A car from the 1960s with its original paintwork intact is obviously far too nice to take an angle grinder to, so the compressor and tank for the suspension kit are mounted to a base that fits snugly into the spare tire well’s stock dimensions. For the air bags themselves, custom mounts were made to fit into the original spring brackets, while the control wires and air lines were fed through existing holes and gaps—in other words, no surgery.
The upsized but aesthetically cohesive wheels are a nice touch as well, and were done locally by Dan’s friend who owns Gedeichselt, a custom wheel manufacturer. These were made by cutting out the original Mercedes-Benz centers and welding them back into a larger outer rim. They are clearly larger and more pronounced than anything from the period, but the fact that the original items have been augmented rather than replaced is a nice touch.
“I don’t think you can compare the W108 to anything else, and this one is a sweet example. The straight-six gives such a perfect sound—not the most powerful motor, but it is music to my ears. Plus the way she handles is incredible. I drove it for a little while on the fifty-year-old standard springs, but now, with the air ride, it is on another level of comfort, but with more stability as well. From any perspective besides a diehard purist, it is simply improved. The height adjustability can be seen as just a bonus feature, even though it was my primary reason for the choice.

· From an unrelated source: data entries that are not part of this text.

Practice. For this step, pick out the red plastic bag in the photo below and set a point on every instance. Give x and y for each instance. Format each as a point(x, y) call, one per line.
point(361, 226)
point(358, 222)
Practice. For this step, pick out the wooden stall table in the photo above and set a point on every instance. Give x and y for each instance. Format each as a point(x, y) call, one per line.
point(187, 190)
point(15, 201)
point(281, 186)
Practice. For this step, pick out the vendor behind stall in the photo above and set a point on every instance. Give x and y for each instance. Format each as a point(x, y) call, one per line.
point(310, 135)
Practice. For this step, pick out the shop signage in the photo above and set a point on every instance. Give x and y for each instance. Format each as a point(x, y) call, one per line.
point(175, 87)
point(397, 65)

“Behind that gorgeous Mercedes steering wheel, the delicate gear stick is mounted in the column, and although it might seem a small detail, these unique pieces of engineering and design all come together to make it feel like floating along these Polish streets is a really special experience, and not just a way to get somewhere.”
I had to agree with that sentiment. Sitting down on the old seats—which have held up over the years in the way that only Mercedes seats can—I noted the familiar smell of the interior, the mix of aged textiles and glues an instant link to the luxury cars of the ‘60s and ‘70s. Add in the dozens of gleaming reflections from all of the chrome trim and it made it feel as though we were driving around in some kind of high-end disco ball. The air-ride also makes a huge difference in terms of comfort. I love W108s, and their longer wheelbase W109 twins, as they are, but this felt closer to the comfort of a 600.

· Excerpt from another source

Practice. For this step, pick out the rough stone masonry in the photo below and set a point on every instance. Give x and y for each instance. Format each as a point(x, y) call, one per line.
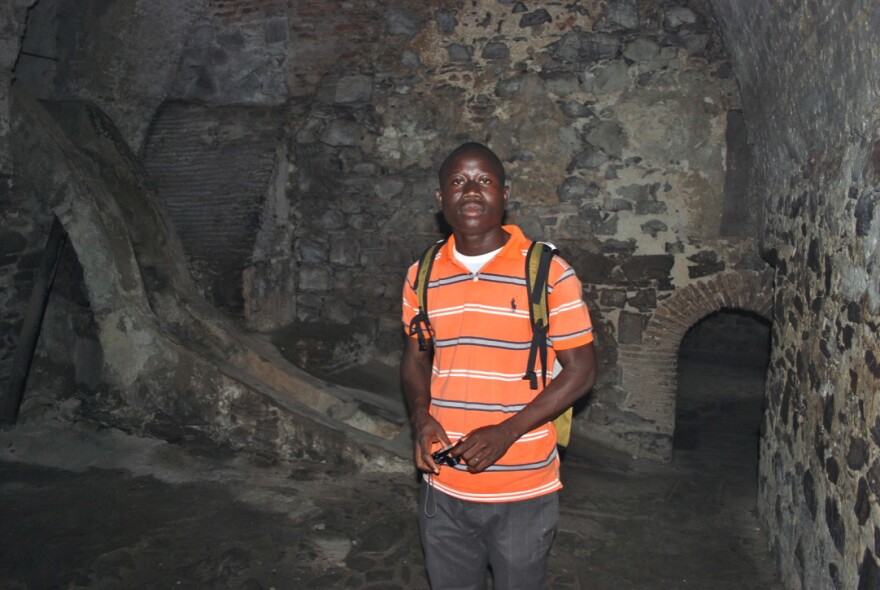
point(686, 156)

Making such changes to a car that’s been a high watermark of its genre since its release might not be everyone’s cup of tea, but although Dan’s father-in-law-to-be might not be too impressed to find out that his elegant old Mercedes can scrape its underside along the road at the touch of a button, Dan just shrugs, unconcerned. “That’s the beauty of an air ride. He can set it at whatever height he likes, and leave it there.”
But as you can tell, it seems that Dan will end up being the car’s main driver and caretaker. As well as making itself known in the thriving local car community, his W108 has been well and truly accepted as part of his family, too. Dan recently proposed to his fiancé in it, and you better believe it will be at the wedding with the rest of the family before ferrying Dan and his bride to their next chapter.